# Dealing with Images (Enhancing and Segmenting)

## Introduction

This project dives into Encoders-Decoders, where these models are used to edit and generate full images. How these models can be adapted for a wider range of applications such as image denoising or object and instance segmentation. The project will also introduce new concepts like Unpooling, Transposed and Atrous Convolutions layers to the network architecture and its utility for high-dimensional data. Encoders-Decoders can be used for semantic segmentation for driverless cars, where it would help in defining the objects surrounding the vehicle like, roads, other vehicles, people or trees etc. 

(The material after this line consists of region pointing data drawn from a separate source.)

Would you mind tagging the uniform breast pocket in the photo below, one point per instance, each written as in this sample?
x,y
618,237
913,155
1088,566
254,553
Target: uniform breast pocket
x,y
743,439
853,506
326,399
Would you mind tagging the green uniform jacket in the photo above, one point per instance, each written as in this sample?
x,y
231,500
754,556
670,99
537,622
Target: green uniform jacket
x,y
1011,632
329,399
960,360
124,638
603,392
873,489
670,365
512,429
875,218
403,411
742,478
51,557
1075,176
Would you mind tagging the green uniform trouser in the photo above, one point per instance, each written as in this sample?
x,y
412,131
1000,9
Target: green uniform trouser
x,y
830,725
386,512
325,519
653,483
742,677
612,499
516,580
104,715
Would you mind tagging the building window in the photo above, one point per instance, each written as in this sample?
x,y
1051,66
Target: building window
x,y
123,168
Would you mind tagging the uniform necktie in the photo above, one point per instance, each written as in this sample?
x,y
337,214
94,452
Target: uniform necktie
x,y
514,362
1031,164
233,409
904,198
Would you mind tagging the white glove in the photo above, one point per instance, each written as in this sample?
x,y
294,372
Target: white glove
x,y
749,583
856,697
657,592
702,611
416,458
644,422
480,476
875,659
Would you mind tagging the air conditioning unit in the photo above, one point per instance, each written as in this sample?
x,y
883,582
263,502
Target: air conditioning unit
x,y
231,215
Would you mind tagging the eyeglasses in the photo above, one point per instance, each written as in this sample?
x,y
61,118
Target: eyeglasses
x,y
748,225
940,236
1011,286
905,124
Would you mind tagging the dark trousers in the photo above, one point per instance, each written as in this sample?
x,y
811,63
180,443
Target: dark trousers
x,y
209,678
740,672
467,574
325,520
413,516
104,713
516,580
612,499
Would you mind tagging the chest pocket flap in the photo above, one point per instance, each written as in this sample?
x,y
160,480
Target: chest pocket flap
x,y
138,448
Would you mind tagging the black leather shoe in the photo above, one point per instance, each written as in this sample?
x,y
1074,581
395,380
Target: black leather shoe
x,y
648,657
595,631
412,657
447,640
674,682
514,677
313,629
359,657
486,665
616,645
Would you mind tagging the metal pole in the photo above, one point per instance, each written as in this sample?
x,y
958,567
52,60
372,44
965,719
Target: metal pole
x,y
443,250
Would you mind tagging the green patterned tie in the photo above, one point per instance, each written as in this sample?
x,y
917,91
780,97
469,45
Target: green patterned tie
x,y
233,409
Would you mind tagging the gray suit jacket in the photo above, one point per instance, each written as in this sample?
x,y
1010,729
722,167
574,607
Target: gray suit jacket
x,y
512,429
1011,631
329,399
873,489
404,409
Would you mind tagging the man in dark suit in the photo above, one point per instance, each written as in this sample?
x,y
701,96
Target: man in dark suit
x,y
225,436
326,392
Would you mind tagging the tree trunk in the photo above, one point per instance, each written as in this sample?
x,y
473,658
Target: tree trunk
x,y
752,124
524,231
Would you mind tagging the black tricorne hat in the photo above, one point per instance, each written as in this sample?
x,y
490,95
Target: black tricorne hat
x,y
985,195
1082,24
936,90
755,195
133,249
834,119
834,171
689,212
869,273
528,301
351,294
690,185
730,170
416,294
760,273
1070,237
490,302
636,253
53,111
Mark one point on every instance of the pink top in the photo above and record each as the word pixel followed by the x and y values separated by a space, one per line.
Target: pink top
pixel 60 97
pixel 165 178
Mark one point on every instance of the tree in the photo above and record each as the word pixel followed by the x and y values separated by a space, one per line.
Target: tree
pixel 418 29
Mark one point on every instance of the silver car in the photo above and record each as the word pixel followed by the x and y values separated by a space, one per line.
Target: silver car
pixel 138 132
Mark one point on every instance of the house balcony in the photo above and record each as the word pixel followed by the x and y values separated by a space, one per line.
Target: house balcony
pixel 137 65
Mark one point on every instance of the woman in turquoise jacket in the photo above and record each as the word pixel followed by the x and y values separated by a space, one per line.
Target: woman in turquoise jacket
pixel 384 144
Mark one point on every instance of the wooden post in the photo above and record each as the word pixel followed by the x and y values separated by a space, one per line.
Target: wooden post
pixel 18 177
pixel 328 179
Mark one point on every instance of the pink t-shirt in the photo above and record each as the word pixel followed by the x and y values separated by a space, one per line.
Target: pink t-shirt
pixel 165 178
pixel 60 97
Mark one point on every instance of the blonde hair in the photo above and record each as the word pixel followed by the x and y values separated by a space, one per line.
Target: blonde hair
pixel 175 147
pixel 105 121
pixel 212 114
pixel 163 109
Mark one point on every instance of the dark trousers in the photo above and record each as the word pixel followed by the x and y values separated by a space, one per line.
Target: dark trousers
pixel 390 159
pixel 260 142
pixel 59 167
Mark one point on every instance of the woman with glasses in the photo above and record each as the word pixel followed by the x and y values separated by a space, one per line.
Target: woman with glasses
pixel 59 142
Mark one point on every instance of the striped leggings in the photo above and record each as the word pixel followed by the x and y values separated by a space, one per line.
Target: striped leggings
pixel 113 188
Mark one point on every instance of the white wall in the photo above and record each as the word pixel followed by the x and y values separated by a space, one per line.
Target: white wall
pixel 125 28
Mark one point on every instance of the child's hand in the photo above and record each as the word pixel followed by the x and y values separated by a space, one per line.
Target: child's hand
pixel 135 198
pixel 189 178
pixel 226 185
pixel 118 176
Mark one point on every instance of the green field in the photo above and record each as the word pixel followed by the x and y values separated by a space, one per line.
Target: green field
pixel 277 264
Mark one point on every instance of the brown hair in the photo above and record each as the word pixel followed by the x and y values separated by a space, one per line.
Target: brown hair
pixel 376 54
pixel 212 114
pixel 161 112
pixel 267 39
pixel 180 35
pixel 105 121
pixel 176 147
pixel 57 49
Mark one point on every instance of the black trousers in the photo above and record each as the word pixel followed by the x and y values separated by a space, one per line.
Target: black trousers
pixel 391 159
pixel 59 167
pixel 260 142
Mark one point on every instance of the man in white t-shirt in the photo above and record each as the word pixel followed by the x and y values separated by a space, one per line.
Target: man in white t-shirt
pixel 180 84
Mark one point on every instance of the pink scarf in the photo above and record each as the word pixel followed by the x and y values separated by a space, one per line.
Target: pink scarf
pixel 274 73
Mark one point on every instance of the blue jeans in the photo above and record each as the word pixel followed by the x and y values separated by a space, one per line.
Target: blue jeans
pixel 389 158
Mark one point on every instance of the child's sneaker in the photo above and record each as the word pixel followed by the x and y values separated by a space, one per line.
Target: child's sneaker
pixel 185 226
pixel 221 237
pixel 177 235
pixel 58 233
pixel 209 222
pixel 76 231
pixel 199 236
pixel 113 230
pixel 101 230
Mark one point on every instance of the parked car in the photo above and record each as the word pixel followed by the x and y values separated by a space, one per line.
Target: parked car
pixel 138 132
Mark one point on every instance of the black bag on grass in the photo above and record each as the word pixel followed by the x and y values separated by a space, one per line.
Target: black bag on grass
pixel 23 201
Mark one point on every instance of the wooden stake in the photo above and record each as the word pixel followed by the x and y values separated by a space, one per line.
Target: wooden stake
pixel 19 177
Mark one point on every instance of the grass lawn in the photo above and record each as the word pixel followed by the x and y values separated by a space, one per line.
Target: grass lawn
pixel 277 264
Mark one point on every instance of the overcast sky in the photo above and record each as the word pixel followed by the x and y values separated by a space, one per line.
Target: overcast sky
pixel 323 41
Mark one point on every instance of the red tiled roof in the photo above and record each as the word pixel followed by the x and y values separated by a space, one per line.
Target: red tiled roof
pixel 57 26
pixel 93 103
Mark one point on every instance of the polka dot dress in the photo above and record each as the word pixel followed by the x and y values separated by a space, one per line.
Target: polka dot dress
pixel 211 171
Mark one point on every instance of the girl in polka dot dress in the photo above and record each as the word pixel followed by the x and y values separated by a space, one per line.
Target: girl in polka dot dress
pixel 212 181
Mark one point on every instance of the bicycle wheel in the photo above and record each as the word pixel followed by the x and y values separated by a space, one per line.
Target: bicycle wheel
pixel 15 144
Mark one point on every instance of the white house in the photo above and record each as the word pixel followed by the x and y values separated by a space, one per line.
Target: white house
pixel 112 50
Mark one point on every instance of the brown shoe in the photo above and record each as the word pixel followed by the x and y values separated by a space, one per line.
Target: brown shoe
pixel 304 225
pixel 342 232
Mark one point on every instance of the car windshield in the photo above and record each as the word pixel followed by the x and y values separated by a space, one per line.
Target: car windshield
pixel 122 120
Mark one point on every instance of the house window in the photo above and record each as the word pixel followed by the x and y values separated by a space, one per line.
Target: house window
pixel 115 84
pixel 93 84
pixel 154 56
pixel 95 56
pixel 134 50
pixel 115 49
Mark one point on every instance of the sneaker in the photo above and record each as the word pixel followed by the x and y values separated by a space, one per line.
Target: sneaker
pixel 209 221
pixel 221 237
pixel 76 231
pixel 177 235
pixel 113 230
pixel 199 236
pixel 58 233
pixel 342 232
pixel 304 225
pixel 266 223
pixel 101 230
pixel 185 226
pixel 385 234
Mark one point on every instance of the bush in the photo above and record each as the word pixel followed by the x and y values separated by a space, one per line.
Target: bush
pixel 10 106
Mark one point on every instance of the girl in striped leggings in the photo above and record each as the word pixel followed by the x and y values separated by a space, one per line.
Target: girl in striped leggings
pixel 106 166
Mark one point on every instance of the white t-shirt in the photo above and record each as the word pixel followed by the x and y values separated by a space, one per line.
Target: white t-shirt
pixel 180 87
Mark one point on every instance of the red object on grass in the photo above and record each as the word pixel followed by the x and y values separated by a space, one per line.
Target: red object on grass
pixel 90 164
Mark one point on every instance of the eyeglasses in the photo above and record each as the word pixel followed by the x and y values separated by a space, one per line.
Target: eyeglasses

## Breakdown of this Notebook:
- Introduction to Encoders-Decoders.
- Encoders-Decoders trained for pixel-level prediction.
- Layers such as Unpooling, Transposed and Atrous Convolutions to output high-dimensional data.
- FCN and U-Net Architectures for semantic segmentation.
- Instance segmentation (extension of Faster-RCNN with Mask-RCNN)

## Requirements:
1) Tensorflow 2.0 (GPU prefferably) \
2) CV2 (OpenCV) \
3) Cython \
4) Eigen \
5) PyDenseCRF

For "PyDenseCRF" for windows, LINK: https://github.com/lucasb-eyer/pydensecrf\

It can be installed directly with the following in command prompt or terminal-equivalent: __conda install -c conda-forge pydensecrf__.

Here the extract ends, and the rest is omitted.